Only the next morning, we both had headaches.
And then the next morning we were both back at work. My days started early and usually ended late. Daphne was a crime scene photographer and her hours varied. She answered the call whenever a crime happened. Neither of us had a standard nine to five.
It was now eight months later, and we’d finally started on the first item on our task list: get fit by joining a fitness group in Austin. They were everywhere and participated in all kinds of activities. We hoped we could also meet people and socialize with someone other than each other and our acquaintances at work. Daphne was also hoping that someone in our new fitness group would be willing to model for her. She was a book cover photographer for romance novels on the side of crime scene photography. Crime scene photography paid the bills until she had a steady income taking the pictures she wanted.

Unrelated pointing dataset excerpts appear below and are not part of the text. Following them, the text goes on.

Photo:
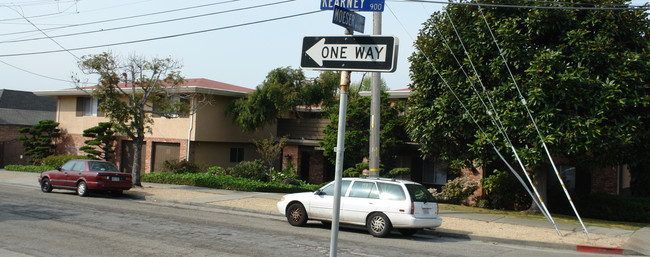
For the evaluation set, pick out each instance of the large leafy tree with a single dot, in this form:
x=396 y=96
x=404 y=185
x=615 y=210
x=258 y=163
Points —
x=128 y=91
x=100 y=146
x=39 y=140
x=583 y=73
x=357 y=132
x=282 y=91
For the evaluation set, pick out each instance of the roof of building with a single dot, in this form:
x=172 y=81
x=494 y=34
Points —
x=392 y=94
x=25 y=108
x=201 y=85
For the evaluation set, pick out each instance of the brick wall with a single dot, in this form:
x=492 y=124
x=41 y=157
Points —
x=70 y=143
x=604 y=180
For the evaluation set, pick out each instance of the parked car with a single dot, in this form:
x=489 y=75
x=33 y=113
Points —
x=376 y=203
x=86 y=175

At this rate, we were probably a mile behind everyone else; there wasn’t really any hope of meeting the others. By the time we completed the two miles, they would be on Lady Bird Lake on their paddleboards. Reflecting back, a fitness group that runs for two miles and then paddleboards down Lady Bird Lake for about a mile before finishing at a local taco and margarita bar might have been too ambitious for us. It was the tacos and margaritas that had sold us on this group.
“Technically we participated.” Daphne groaned and fell to the ground in the middle of the running trail. A few joggers passed us by, shaking their heads as they went. Daphne flung her arm over her eyes and rested her other hand on her heart as her breathing slowed down. My hands were still on my quaking knees.
“There’s a bench right there.” I pointed to a shaded spot in front of us. Daphne lifted her arm from her eyes, glanced at the bench, and shook her head. “That’s too far away.”
I rolled my eyes. “It’s twenty feet. We can make it.”
She lifted a leg toward me. “Drag me.”
“I’m not dragging you,” I said, laughing, and half-wobbled, half-jogged to the bench. There was no catching up to the group, and I wasn’t even going to pretend to try. Maybe it’d be easier in the fall or spring, when the Texas heat wasn’t so sticky and stifling, but it was August and the blazing sun roasted me while at a resting heart rate. Adding exercise into the mix wasn’t a good idea.
Daphne slowly stood, looking like a newborn calf as she made her way over to me and collapsed on the bench. She unstrapped her phone from the case velcroed around her arm and pulled it from the pouch, along with a thin metal emery board. She unlocked her phone screen and brought up the New Year’s Resolution checklist we’d made eight months ago. She jabbed her finger on the screen and turned toward me, smiling. “There, we did it.”
I snorted. “I’m not sure I’d call half a mile accomplishing our yearly fitness goal,” I said.
She waved off that thought. “Close enough.”
Daphne’s face was blotchy and red from the exertion and heat. Wheat-blonde hair was sticking to the edges of her face, and her smattering of freckles was lost in the redness of her cheeks and nose. She filed the edge of one of her nails before holding her hand out in front of her and inspecting it.
“I can’t believe you brought an emery board on a run with you.”